Step 3. Compute the discrete solution \(\{\mathbf{U}_{i} ^{n,(k)} \}\) satisfying (12) on \(\{x_{i}^{n,(k)} \}\). Let \(h_{i}^{n,(k)}=x_{i}^{n,(k)}-x _{i-1}^{n,(k)}\) for each i. Let
$$\begin{aligned} \begin{aligned}[b] l_{i}^{n,(k)} &=h_{i}^{n,(k)} \sqrt{1+\max \bigl[ \bigl(D_{x}^{-} U _{1,i}^{n,(k)} \bigr)^{2}, \bigl(D_{x}^{-} U_{2,i}^{n,(k)} \bigr)^{2} \bigr]} \\ &=\sqrt{ \bigl(h_{i}^{n,(k)} \bigr)^{2}+\max \bigl[ \bigl(U_{1,i}^{n,(k)}-U _{1,i-1}^{n,(k)} \bigr)^{2}, \bigl(U_{2,i}^{n,(k)}-U_{2,i-1}^{n,(k)} \bigr) ^{2} \bigr]} \end{aligned} \end{aligned}$$
be the max arc-length between the points \((x_{i-1}^{n,(k)}, U _{j,i-1}^{n,(k)} )\) and \((x_{i}^{n,(k)}, U_{j,i}^{n,(k)} )\) in the piecewise linear computed solutions \(\widetilde{U}_{j}^{n,(k)}(x)\), where \(j=1,2\). Then the total max arc-length of the solution curve \(\widetilde{U}_{j}^{n,(k)}(x)\) is
$$\begin{aligned} L^{n,(k)}=\sum_{i=1}^{N} l_{i}^{n,(k)}=\sum_{i=1}^{N} \sqrt{ \bigl(h_{i}^{n,(k)} \bigr)^{2}+\max \bigl[ \bigl(U_{1,i}^{n,(k)}-U_{1,i-1} ^{n,(k)} \bigr)^{2}, \bigl(U_{2,i}^{n,(k)}-U_{2,i-1}^{n,(k)} \bigr) ^{2} \bigr]}. \end{aligned}$$
Step 4. Test mesh: Let \(C_{0}>1\) be a given constant. If the stopping criterion
$$\begin{aligned} \frac{\max\limits_{1\leq i\leq N}l_{i}^{n,(k)}}{L^{n,(k)}}\leq \frac{C _{0}}{N} \end{aligned}$$
(17)
holds true, then go to Step 7. Otherwise, continue to Step 5.

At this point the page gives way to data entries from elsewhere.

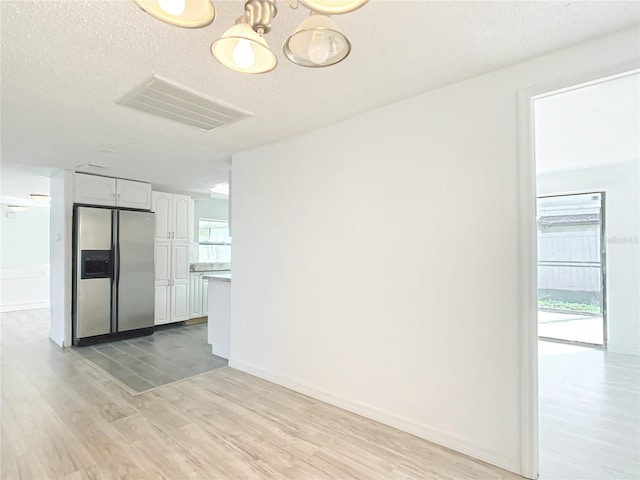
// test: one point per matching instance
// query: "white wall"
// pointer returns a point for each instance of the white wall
(621, 182)
(376, 261)
(61, 256)
(24, 259)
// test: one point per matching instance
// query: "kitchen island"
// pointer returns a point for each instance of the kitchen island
(219, 321)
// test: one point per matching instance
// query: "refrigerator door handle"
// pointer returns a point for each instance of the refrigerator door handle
(116, 269)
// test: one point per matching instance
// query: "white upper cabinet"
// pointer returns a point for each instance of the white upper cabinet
(111, 192)
(173, 214)
(133, 194)
(161, 205)
(181, 212)
(94, 190)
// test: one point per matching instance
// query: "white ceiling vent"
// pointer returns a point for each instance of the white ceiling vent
(168, 100)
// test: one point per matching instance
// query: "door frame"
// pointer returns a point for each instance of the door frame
(528, 277)
(603, 267)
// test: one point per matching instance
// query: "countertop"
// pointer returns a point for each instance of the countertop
(208, 267)
(220, 277)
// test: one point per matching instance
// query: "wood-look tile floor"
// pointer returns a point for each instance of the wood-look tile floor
(63, 419)
(589, 414)
(141, 364)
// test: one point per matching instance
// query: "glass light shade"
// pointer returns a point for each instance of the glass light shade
(317, 42)
(243, 50)
(333, 7)
(39, 196)
(186, 13)
(16, 208)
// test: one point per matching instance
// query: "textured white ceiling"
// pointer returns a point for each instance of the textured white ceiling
(65, 63)
(594, 125)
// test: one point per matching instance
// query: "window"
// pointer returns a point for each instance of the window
(214, 242)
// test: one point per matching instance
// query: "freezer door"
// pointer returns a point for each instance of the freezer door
(134, 270)
(92, 295)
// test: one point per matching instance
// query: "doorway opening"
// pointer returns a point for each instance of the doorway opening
(571, 269)
(587, 186)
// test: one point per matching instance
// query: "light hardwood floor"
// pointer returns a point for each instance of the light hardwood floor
(63, 419)
(589, 414)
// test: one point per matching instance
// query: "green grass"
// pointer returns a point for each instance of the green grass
(568, 306)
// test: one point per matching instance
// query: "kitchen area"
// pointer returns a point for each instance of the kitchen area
(151, 270)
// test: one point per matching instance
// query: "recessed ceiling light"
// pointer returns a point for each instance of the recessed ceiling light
(221, 188)
(89, 166)
(39, 196)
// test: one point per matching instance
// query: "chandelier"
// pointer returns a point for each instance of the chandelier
(317, 42)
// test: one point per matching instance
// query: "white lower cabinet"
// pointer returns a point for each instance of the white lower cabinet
(199, 295)
(194, 295)
(205, 298)
(163, 304)
(171, 282)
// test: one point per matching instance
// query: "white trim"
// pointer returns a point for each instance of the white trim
(528, 289)
(624, 348)
(527, 251)
(15, 307)
(441, 437)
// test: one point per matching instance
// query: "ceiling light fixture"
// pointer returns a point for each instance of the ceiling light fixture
(39, 196)
(181, 13)
(221, 188)
(317, 42)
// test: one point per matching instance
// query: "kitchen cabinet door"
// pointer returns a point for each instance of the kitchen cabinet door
(195, 302)
(205, 298)
(180, 262)
(133, 194)
(162, 305)
(162, 262)
(161, 205)
(94, 190)
(181, 206)
(180, 301)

Step 5. Generate a new mesh by equidistributing monitor function (16): Choose points \(\{0=x_{0}^{n,(k+1)}< x_{1}^{n,(k+1)}< \cdots <x_{N}^{n,(k+1)}=1 \}\) such that
$$\begin{aligned} \int _{x_{i-1}^{n,(k+1)}}^{x_{i}^{n,(k+1)}}\sqrt{1+\max _{x\in [0,1]} \bigl\{ \bigl[ \bigl(\widetilde{U}_{1}^{n,k}(x) \bigr)' \bigr] ^{2}, \bigl[ \bigl(\widetilde{U}_{2}^{n,k}(x) \bigr)' \bigr]^{2} \bigr\} }\,dx=\frac{L ^{n,(k)}}{N}, \end{aligned}$$
where \(i=1,\ldots ,N\).
Step 6. Let \(k=k+1\) and go to Step 3.
Step 7. Choose \(\{x_{i}^{n,k-1} \}\) as the final mesh \(\{x_{i}^{n} \}\) and let \(U_{j,i}^{n,k-1}=U_{j,i}^{n}\).
Step 8. Let \(n=n+1\), return to Step 2.
Step 9. If \(n=M\), go to Step 10.
Step 10. Stop. \(U_{j,i}^{n}\) is the numerical solution, grid for each time level given by \(\{x_{i}^{n}\}\).